Most probably you’ll be trying to identify some alternatives now. Fortunately or not, there are still some options to change the collision course for most of the Corporate Innovation strategies and some resistant to change organizations.
The first is based on putting the focus on people applying the Sociocracy concept in organizations. The objective is to achieve organizational agility through self-organization, the autonomy increase, and effective and collaborative work methods. Nevertheless, such a challenge requires a level of change even greater than the one we are currently asking for.
Management by algorithm
The second is based on the opposite, eliminating the human from the equation. The current management stream based on algorithms (Management by algorithm) allows this option. Companies like Uber or Google apply algorithms to reduce the operational and decision load using algorithms. If they succeed, why not apply it gradually into companies to reach the maximum possible level? Starting with the operational departments full of repetitive tasks and ending with the most creative business units. A company without workers, the maximum “Artificial Corporation” representation.

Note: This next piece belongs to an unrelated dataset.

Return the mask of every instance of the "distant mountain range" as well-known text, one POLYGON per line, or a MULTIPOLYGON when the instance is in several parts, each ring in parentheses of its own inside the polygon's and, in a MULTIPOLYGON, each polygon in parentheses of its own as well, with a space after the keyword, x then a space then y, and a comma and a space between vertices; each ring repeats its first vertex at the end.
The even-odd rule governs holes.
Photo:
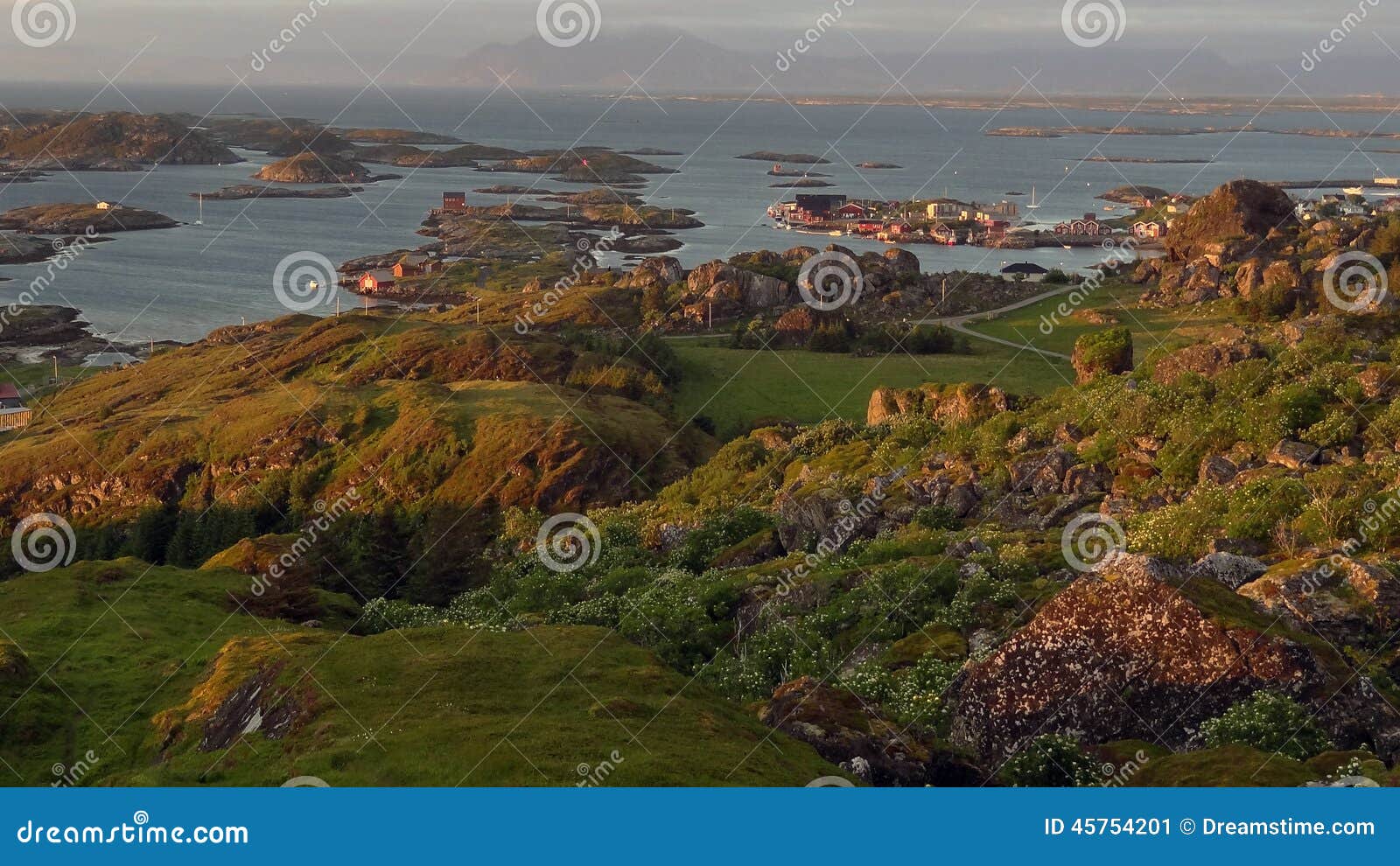
POLYGON ((784 95, 878 97, 889 91, 895 98, 907 98, 903 88, 916 95, 1021 91, 1030 98, 1036 91, 1110 95, 1155 88, 1152 95, 1159 99, 1172 94, 1267 98, 1284 90, 1284 98, 1302 98, 1302 91, 1340 97, 1393 90, 1393 80, 1385 73, 1393 62, 1379 56, 1326 57, 1313 71, 1303 73, 1301 56, 1242 64, 1204 46, 1191 52, 1189 45, 1082 49, 1065 42, 1001 50, 941 45, 923 57, 913 52, 881 52, 878 62, 865 55, 850 56, 850 48, 848 39, 829 36, 826 43, 819 42, 805 53, 785 50, 780 56, 725 49, 682 31, 647 29, 605 32, 594 42, 560 49, 532 35, 514 45, 479 48, 444 74, 420 76, 416 83, 493 88, 507 77, 517 90, 620 91, 631 85, 631 74, 648 92, 748 94, 763 87, 771 97, 773 90, 760 77, 771 76, 773 85, 784 95), (844 55, 837 55, 837 49, 844 55), (1298 74, 1302 91, 1288 85, 1280 70, 1298 74), (1154 73, 1165 78, 1170 92, 1158 85, 1154 73), (902 77, 903 88, 895 84, 896 77, 902 77))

The spin-off that swallows the matrix
The third is based on applying the change itself. Being born again from small business embryos that we should create from scratch. The tech, flexible and agile spin-off that swallows the matrix. This alternative, fully compatible with the other two, represents the maximum disruption for current organizations. Taking advantage of good financial times, organizations eager to consistent innovation and persistent evolution should create new companies that end up cannibalizing and phagocytizing the current business. If progress and new tech companies have to invade us unavoidably, I prefer well-known people than Google.
I finish here this kind of warning aloud thinking that it is still possible. Any of the mentioned above solutions are feasible. The main obstacle could be they require a strong will power to break the expected change resistance, perhaps too much for large modern corporations.
We'll see. If they aren’t the ones leading the change, others will. Markets and users do not wait.